As part of the split, Sequoia will end a profit-sharing arrangement with its Chinese and Indian entities. That arrangement has allowed individual partners at the firms to share in the rewards when companies in another entity’s portfolio are sold or go public.
The split also unwinds a partnership that made Shen a billionaire, while enriching Sequoia’s US partners and investors. That structure was designed to create shared interest in the firm’s global success, but Shen’s huge profits from China appeared to change the dynamic.
Two people close to Shen said he had begun to bristle at what he considered to be China’s outsized contributions to the profit-sharing pool. Shen “was agitating to be independent for a long time,” one of the people said. HongShan said the split was a collective decision that was made recently.
According to a person with direct knowledge of Sequoia’s profit-sharing arrangements, the US and Europe business has accounted for a greater proportion of total distributions to the pool overall.
Sequoia did not provide precise details of its profit-sharing.

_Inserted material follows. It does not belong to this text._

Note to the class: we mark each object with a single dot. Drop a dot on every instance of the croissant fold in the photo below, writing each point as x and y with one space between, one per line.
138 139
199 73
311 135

The firm said the arrangement was always designed so that regional entities would ultimately receive profits in direct proportion to their contribution to the profit pool.
The break-up of the firm will also end a practice of employees in one Sequoia region investing alongside funds in another region — a strategy that has been lucrative for partners who have put personal wealth to work overseas.
Shen, for example, brought Sequoia’s global growth fund into rising ecommerce group Pinduoduo in an early funding round. Filings show former Sequoia US leader Doug Leone has already cashed out about $8mn of Pinduoduo shares.
Sequoia’s challenges have escalated as Beijing led a crackdown on consumer internet groups, and left Chinese venture capitalists chasing sensitive sectors aligned with government priorities at the heart of the US-China rivalry.
“Over the past couple of years Sequoia has faced a lot of pressure from the US side on its China business,” said one consultant to LPs in China. “The split means Neil can now find the right deals and invest without worrying about political pressure from the US.”
HongShan called the remark “completely baseless” and said that with a substantial base of limited partners from the US, it would continue to adhere to strict compliance protocols.
A changing of the guard at Sequoia — with former “senior steward” Leone being replaced by Botha at the top of the firm last year — may have edged Sequoia closer to decoupling, according to two venture capitalists who have invested alongside the firm.
Leone was a leading proponent of the close relationship with China as “the guy who pushed it”, according to one of the investors. Botha, he added, “doesn’t have much interest”.
Sequoia said the decision to split the firm was made by five current leaders of the firm, including Botha and Shen, who “collectively decided that the benefits no longer outweighed the costs”.
Shen’s HongShan will now be left standing on its own as it approaches institutions for new funding in a few years’ time. To prepare for this test Shen’s team has taken over managing relationships with limited partners and brought fundraising activities in-house.
When Sequoia China raised $9bn last year, about half of that came from US investors such as MassPRIM, University of Texas Investment Management Company and the University of Washington endowment, according to PitchBook.
To appease its American investors, Sequoia China has begun consulting outside policy experts before agreeing to sensitive investments. The group has also slowed the pace at which it is investing the newly raised $9bn, one person familiar with its activities said.
Sequoia’s move has led other US VCs to consider their own exposure to China. “Is this a harbinger of things to come?,” asked a partner at a rival venture firm. “Funds which had global ambitions, do they change their strategy?”